It can be easy to blow the food budget and come up short on nutrition, but these tips can help shoppers keep both in check.
We’ve all had those weeks where the checkbook balance is low and the wallet is full of dust instead of dollars. There are the times that cheaper processed foods seem to call out to shoppers, fooling them with the illusion of getting a bigger bang for the buck. Nutrition does not have to suffer for the sake of savings. Smart shopping and menu planning can make a $20 week taste like so much more.
Smart shopping is key to making a frugal food budget work, and a stocked pantry is vital. Setting up the pantry need not be difficult or expensive. Basics such as rice, grits, pasta, canned beans, flour, sugar, and select condiments can be mixed, matched, and combined into countless meals. When these items are on sale and funds are available, stock up. If the wallet is screaming for mercy, then purchase pantry staples one at a time. For example, pick up a five pound bag of rice instead of one or two pounds. The one time purchase could last at least a month.
Coupons can help stretch a dollar and then some. Combining them with store specials and customer loyalty cards are like finding free money. In Charleston, both Publix and Bi-Lo accept competitor coupons. Publix considers Bi-Lo, Food Lion, Whole Foods Market, and Target competitors, and offers a different item for a penny every Wednesday with coupon. Some couponing blogs post the mystery item, but a call to customer service will provide the most accurate information.
Bi-Lo does not offer penny items, but does offer e-coupons. Shoppers must have a Bi-Lo BonusCard to use their e-coupons, and could also earn discounts on gas. Harris Teeter has a customer loyalty program, the VIC Card, and offers e-VIC card holder additional savings every week. In addition, Harris Teeter doubles and occasionally triples coupons. Piggly Wiggly and Food Lion also have customer loyalty cards that help boost savings, and The Pig just started doubling coupons.
To help save time on coupon cutting and sales paper viewing, check out one of the coupon matching websites or blogs.
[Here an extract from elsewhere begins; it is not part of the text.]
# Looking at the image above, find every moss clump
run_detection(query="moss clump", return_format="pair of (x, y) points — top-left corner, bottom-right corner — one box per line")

A good one for Charleston-area shoppers is Southern Savers. Not only are sales specials posted every week, the site lists the available coupons for each sale item, including links to printable coupons, the date and name of the flier clippable coupons can be found in, and what the final item cost will be when coupons are used.
Becoming a vendor or retailer’s fan on Facebook and following their tweets may lead to savings. So can subscribing to newsletters. Earth Fare sends out freebie coupons weekly. Some coupons require a $5 purchase, but most of the time the free item has close to that $5 value. Sometimes specials can be posted on Twitter and Facebook.
For savings on fresh produce, check out the farmer’s markets and farm stands. While these options may not be available in cooler months, Charleston shoppers can find savings in The Vegetable Bin and ethnic stores all year round. The Vegetable Bin on East Bay Street stocks a variety of in-season produce at farm stand prices. Local jams, jellies, relishes, and baked goods can be found on store shelves as well. $10 can go a long way here. Daikon is notoriously expensive, but at an Asian market, a 3 pound radish may cost as little as $2. Carrots, greens, potatoes, melon, yams, peppers, mushrooms, sprouts, and greens can be found at similarly low prices.
Some blogs and books provide excellent advice on low cost vegetarian menu planning. Donna Klein’s Supermarket Vegan is a good choice for veggies who want to avoid natural food stores. Robin Robertson’s Vegan on the Cheap is full of frugal menu ideas and recipes anyone can prepare. Eat Vegan on $4 a Day is one of the newest frugal veggie guides on the market, and the Melomeals blog and Facebook page shows how to eat healthy vegan meals on just $3.33 a day. Many of these are available at Charleston-area bookstores, Amazon.com, and the Charleston County Library.
Keeping costs in check does not have to be boring. Explore the options, look though the sales circulars and the pantry, hit the stores, and start cooking.